Exploring Weakly Labeled Images for Video Object Segmentation With Submodular Proposal Selection
PubDate: February 2018
Teams: Beihang University
Writers: Yu Zhang; Xiaowu Chen; Jia Li; Wei Teng; Haokun Song
Video object segmentation (VOS) is important for various computer vision problems, and handling it with minimal human supervision is highly desired for the large-scale applications. To bring down the supervision, existing approaches largely follow a data mining perspective by assuming the availability of multiple videos sharing the same object categories. It, however, would be problematic for the tasks that consume a single video.
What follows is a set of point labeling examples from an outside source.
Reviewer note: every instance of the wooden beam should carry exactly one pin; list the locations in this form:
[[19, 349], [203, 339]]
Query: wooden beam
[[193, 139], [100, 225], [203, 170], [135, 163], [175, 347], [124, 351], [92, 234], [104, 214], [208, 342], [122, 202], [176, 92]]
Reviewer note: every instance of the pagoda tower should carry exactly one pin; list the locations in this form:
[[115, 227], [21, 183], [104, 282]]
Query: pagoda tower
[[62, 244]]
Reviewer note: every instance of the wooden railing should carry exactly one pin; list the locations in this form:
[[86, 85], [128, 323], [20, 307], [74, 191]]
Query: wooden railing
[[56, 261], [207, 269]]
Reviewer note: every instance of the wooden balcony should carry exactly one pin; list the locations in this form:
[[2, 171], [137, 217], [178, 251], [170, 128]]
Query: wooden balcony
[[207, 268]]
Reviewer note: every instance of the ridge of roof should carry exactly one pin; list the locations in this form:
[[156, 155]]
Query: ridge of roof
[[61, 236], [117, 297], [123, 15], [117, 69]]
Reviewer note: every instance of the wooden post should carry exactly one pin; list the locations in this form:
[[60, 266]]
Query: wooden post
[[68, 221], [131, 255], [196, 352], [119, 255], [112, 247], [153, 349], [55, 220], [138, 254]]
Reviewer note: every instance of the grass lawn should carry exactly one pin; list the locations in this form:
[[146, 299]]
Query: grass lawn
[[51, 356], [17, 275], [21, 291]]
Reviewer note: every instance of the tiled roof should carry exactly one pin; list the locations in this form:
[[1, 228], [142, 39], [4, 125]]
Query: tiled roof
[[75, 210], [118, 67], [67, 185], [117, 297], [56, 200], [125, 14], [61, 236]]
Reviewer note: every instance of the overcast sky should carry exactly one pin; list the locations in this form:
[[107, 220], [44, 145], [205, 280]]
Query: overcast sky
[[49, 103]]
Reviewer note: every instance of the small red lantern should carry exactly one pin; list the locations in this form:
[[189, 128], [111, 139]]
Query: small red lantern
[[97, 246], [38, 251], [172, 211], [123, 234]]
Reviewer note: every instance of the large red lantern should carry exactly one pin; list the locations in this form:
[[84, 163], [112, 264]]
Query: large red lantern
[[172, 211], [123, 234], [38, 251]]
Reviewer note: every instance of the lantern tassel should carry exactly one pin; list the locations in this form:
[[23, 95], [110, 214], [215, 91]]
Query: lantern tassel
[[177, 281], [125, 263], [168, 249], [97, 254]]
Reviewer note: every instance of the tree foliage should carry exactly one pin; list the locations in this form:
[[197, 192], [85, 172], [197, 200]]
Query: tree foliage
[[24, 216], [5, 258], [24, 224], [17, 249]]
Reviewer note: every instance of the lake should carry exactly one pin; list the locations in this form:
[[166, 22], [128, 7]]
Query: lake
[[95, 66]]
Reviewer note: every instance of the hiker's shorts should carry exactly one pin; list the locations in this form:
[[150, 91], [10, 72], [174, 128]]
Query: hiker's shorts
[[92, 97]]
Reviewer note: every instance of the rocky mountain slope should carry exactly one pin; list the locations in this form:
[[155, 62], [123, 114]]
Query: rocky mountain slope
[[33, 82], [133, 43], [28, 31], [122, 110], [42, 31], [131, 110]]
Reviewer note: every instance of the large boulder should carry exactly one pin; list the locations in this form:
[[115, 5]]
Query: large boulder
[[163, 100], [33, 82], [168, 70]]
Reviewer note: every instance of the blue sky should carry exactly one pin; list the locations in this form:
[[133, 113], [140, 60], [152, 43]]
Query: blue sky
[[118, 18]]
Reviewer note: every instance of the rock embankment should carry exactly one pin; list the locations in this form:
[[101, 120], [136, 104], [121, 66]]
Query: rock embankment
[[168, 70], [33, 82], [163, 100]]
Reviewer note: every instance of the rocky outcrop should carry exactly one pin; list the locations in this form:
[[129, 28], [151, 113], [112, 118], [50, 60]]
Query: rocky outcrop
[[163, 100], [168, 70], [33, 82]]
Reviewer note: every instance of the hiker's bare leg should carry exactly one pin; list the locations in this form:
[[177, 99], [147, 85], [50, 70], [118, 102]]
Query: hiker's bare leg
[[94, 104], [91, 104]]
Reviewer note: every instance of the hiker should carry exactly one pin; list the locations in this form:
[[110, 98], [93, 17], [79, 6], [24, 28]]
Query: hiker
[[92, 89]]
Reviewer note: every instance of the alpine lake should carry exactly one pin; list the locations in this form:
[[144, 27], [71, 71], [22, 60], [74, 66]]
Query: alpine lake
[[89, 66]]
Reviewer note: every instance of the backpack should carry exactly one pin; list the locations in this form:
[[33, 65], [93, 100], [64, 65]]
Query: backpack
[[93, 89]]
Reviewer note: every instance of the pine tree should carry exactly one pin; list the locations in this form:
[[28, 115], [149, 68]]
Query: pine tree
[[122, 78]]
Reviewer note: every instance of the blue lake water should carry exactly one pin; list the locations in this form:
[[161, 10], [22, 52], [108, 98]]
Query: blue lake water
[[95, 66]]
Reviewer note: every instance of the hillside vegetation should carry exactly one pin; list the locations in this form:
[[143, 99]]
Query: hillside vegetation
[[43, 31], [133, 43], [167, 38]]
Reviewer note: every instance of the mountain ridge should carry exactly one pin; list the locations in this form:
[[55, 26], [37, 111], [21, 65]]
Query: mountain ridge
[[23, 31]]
To address this problem, this paper proposes a novel approach that explores weakly labeled images to solve video object segmentation. Given a video labeled with a target category, images labeled with the same category are collected, from which noisy object exemplars are automatically discovered. After that the proposed approach extracts a set of region proposals on various frames and efficiently matches them with massive noisy exemplars in terms of appearance and spatial context. We then jointly select the best proposals across the video by solving a novel submodular problem that combines region voting and global region matching. Finally, the localization results are leveraged as strong supervision to guide pixel-level segmentation. Extensive experiments are conducted on two challenging public databases: Youtube-Objects and DAVIS. The results suggest that the proposed approach improves over previous weakly supervised/unsupervised approaches significantly, showing a performance even comparable with the several approaches supervised by the costly manual segmentations.